If your employer denies a request, that denial must be in writing and explain the specific reason. An employer who refuses to engage in the interactive process at all risks violating the ADA, even if they might have had a legitimate reason to deny a particular accommodation.
Common Workplace Accommodations for RA
Many RA accommodations involve minor changes to the physical workspace, your schedule, or your equipment. Examples include ergonomic keyboards, adjustable desks, or modified workstations that reduce strain on your hands and joints. If your workplace isn’t physically accessible, ramps or other facility changes may be required.
Schedule-based accommodations are often the most valuable for people with RA. Flexible start times let you manage morning stiffness. Modified schedules allow time for medical appointments, infusion treatments, or lab work without burning through all your leave. Remote work options can help on days when fatigue or flares make commuting difficult. Part-time schedules are also a recognized form of accommodation when needed.
Job restructuring is another option. This might mean reassigning a physically demanding marginal task to a coworker while you continue handling the essential functions of your role. The key legal concept is that accommodations must allow you to perform the essential functions of your job, not necessarily every task that’s ever been part of the role.
What You Need to Disclose
You are never required to disclose your RA diagnosis to your employer before receiving a job offer. The ADA restricts the questions employers can ask about disabilities during the hiring process. After you’re hired, you only need to disclose your condition if you’re requesting an accommodation.
Even then, you share medical information only to the extent necessary to establish that you have a disability and explain what accommodation you need. Your employer may ask for medical documentation from your doctor confirming the condition and describing your functional limitations. This documentation goes into a confidential medical file that must be kept separate from your regular personnel file.
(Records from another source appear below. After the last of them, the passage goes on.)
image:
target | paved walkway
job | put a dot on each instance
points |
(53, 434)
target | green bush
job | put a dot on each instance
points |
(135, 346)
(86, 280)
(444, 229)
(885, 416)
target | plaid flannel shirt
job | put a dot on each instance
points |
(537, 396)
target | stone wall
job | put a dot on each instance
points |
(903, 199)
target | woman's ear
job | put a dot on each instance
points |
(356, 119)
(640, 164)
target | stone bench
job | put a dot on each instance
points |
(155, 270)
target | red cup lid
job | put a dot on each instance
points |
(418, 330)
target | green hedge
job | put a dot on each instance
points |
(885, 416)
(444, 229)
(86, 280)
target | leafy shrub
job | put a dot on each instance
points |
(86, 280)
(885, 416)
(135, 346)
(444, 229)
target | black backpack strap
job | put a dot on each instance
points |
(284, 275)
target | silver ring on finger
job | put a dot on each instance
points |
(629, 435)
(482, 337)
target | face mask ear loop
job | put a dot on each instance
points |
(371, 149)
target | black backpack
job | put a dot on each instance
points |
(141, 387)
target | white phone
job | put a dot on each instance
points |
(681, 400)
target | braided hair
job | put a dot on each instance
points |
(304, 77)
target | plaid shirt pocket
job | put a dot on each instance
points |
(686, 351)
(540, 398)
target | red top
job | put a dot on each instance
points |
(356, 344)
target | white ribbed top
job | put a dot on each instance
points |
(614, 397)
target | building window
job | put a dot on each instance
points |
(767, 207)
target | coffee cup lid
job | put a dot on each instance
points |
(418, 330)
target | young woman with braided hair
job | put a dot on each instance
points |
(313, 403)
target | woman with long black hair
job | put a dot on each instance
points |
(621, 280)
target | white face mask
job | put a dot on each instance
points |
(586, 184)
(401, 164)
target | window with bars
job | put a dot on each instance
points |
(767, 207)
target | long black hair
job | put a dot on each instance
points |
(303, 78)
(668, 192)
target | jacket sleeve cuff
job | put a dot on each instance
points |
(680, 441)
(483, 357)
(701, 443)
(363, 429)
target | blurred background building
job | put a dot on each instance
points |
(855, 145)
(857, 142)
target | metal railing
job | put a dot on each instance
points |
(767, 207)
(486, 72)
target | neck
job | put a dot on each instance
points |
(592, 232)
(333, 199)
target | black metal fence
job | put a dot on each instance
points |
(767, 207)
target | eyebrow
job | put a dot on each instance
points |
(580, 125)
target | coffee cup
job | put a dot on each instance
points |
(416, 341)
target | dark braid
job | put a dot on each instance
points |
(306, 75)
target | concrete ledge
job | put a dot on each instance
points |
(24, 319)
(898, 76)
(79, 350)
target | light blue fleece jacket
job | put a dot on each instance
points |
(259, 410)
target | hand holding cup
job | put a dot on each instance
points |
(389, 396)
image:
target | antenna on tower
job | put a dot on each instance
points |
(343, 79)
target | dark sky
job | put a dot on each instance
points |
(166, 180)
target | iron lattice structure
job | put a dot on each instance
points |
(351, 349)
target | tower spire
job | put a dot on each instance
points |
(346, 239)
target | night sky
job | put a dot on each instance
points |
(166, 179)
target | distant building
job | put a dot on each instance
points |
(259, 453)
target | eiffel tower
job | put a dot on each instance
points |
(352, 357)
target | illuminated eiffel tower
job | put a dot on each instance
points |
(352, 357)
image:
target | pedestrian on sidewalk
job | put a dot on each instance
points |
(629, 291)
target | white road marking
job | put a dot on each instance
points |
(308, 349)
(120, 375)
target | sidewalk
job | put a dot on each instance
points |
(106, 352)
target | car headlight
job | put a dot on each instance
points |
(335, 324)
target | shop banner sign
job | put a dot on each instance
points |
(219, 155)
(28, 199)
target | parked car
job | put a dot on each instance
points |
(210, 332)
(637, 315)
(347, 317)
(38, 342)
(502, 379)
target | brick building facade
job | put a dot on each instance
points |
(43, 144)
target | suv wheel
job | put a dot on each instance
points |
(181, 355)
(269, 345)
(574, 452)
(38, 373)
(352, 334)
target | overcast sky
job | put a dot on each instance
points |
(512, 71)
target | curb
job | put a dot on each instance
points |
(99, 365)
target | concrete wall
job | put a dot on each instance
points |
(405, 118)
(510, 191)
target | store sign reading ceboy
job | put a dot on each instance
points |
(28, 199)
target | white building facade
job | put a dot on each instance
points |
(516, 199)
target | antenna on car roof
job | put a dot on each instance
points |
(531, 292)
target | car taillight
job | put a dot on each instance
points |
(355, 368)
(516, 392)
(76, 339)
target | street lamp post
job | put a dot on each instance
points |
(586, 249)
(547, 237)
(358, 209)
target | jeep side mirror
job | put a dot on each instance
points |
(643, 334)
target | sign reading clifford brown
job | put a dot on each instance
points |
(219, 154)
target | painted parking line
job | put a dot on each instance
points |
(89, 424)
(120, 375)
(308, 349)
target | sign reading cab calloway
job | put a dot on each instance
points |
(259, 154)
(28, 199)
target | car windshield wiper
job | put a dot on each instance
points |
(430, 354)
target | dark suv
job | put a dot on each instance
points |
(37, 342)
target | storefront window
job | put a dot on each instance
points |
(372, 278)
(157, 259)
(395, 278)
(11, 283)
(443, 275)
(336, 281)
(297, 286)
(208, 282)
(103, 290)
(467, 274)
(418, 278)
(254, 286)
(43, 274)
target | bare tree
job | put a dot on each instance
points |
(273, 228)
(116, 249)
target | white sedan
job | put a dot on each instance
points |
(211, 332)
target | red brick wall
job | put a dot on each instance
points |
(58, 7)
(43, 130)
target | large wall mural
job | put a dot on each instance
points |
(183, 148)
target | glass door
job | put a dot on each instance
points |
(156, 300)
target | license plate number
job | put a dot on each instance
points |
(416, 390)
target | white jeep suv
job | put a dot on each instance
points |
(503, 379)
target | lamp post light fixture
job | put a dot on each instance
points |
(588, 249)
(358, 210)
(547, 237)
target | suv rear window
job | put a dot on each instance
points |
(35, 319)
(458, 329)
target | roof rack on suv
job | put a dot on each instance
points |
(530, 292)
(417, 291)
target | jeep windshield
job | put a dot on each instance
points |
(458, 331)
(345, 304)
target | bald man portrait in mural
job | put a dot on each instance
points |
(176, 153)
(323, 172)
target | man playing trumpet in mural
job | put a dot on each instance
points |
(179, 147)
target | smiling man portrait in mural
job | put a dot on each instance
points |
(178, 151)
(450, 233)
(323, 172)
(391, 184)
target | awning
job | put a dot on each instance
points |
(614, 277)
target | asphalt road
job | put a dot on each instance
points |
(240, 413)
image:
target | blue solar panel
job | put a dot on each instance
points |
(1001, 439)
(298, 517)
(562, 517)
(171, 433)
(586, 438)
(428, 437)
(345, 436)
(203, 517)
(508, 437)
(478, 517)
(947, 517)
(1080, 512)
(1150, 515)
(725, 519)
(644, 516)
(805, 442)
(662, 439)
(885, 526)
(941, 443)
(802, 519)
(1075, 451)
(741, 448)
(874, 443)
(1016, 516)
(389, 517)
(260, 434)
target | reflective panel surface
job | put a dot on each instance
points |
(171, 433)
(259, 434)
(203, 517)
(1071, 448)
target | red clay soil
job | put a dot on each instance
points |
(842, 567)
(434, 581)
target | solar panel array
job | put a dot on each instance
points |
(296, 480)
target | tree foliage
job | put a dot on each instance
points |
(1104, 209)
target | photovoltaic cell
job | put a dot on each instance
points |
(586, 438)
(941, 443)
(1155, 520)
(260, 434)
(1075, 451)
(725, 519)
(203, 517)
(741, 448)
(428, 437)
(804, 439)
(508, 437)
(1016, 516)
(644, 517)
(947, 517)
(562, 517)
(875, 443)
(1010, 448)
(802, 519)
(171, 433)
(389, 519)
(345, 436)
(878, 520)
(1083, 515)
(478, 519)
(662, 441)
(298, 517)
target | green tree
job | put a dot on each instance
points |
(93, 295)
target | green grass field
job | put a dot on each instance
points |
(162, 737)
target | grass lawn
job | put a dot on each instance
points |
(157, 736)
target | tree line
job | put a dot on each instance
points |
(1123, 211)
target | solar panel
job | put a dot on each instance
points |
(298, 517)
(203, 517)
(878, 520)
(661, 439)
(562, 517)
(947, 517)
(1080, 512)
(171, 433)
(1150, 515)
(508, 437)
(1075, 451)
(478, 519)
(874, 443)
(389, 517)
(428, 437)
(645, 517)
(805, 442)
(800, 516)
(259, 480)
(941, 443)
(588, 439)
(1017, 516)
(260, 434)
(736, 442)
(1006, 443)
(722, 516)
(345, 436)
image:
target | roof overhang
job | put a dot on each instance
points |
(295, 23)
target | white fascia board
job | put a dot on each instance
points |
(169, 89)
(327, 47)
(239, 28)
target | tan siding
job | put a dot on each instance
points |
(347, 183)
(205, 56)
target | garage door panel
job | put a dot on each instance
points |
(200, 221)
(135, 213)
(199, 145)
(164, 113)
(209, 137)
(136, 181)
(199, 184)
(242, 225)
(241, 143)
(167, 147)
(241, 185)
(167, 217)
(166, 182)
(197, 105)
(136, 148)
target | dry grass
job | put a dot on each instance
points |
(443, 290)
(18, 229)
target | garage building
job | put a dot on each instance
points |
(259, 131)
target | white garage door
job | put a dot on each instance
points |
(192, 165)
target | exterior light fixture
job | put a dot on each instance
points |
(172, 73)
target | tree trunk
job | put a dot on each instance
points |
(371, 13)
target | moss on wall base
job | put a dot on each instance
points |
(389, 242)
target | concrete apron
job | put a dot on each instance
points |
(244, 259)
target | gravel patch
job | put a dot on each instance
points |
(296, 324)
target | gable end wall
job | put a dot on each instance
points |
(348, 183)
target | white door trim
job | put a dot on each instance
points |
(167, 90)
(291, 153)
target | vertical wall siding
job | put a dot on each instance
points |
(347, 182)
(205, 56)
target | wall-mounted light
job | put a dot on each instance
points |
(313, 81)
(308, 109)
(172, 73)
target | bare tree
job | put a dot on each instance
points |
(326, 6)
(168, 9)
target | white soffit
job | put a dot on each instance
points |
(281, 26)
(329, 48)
The fact that you’ve requested an accommodation, that you have a disability, and any details about your medical condition are all considered confidential under the ADA.
Your coworkers are not entitled to know your diagnosis. If they notice schedule changes or workspace modifications, your employer is not permitted to explain the medical reason behind them.
What Counts as Medical Documentation
When your employer requests documentation, your doctor typically needs to confirm that you have a condition that qualifies as a disability and describe how it limits specific work-related activities. For RA, this might include noting joint inflammation, reduced grip strength, limited range of motion, chronic fatigue, or difficulty standing or walking for extended periods.
Your doctor does not need to provide your full medical history. The documentation should focus on functional limitations, meaning what you have difficulty doing, rather than a detailed clinical narrative. If the documentation is insufficient, your employer must tell you specifically what’s missing and give you a chance to provide it, rather than simply denying the request.